The Bayard–Condict Building at 65 Bleecker Street between Broadway and Lafayette Street, at the head of Crosby Street in the NoHo neighborhood of Manhattan, New York City is the only work of architect Louis Sullivan in New York City. It was built between 1897 and 1899 in the Chicago School style; the associate architect was Lyndon P. Smith. The building was originally known as the Condict Building before being renamed the Bayard Building.  The building was considered to be a radical design for its time, since it contravened the strictures of American Renaissance architecture which were the accepted status quo, but had little influence on architectural design in New York City, because of its location in the industrial area that Bleecker Street was during that period. It is located in the NoHo Historic District.

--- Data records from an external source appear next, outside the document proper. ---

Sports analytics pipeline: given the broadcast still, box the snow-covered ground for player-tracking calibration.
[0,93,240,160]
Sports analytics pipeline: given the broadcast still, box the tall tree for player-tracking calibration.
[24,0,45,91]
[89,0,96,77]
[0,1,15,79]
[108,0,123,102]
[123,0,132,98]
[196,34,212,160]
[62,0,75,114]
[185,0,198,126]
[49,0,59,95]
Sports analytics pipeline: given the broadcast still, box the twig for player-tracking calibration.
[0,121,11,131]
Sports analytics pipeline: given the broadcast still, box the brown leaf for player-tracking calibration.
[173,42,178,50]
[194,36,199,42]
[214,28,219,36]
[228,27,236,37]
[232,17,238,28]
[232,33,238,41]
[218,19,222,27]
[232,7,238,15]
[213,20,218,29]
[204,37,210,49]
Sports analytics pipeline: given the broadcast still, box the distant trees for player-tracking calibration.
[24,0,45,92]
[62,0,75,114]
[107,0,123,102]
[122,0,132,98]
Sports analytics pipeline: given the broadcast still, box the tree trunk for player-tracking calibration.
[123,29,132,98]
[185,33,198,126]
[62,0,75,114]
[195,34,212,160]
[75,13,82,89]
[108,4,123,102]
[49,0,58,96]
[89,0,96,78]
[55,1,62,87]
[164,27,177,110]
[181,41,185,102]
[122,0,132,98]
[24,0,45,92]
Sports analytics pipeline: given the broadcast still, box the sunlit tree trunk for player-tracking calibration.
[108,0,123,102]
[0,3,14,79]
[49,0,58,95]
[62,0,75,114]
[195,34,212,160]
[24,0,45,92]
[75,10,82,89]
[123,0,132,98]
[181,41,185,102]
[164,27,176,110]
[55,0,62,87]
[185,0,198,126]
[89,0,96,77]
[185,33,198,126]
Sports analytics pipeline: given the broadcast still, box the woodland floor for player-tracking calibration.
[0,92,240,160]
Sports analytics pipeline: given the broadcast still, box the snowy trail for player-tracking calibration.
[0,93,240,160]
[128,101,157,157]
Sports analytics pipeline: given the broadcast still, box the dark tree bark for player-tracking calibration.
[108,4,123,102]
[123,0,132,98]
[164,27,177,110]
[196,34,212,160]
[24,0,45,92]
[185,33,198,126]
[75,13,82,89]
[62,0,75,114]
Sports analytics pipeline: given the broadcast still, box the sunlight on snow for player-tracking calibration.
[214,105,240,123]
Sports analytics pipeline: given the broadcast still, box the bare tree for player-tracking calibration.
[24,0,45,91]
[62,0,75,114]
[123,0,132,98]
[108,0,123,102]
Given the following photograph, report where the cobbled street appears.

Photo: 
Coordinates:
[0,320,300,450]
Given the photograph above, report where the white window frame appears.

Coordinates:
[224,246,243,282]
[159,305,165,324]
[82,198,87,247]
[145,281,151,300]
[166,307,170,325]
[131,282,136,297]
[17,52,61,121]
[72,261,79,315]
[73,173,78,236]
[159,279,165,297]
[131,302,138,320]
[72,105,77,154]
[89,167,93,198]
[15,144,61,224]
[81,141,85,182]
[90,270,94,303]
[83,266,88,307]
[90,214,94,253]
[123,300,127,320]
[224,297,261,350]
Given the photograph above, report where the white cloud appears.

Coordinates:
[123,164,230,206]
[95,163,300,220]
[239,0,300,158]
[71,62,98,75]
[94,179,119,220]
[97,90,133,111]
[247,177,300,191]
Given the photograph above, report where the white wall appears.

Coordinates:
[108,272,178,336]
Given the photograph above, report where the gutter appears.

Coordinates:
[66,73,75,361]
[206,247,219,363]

The building was designated a New York City landmark in 1975, and has been a National Historic Landmark since 1976.

Design
This commercial office building is clad in white glazed terracotta over a masonry wall. The Bayard Building was one of the first skeleton frame skyscrapers in New York City, and the Department of Buildings raised numerous objections to the design before the plans were finally accepted. It is one of the first examples of the Chicago school style of architecture in New York City.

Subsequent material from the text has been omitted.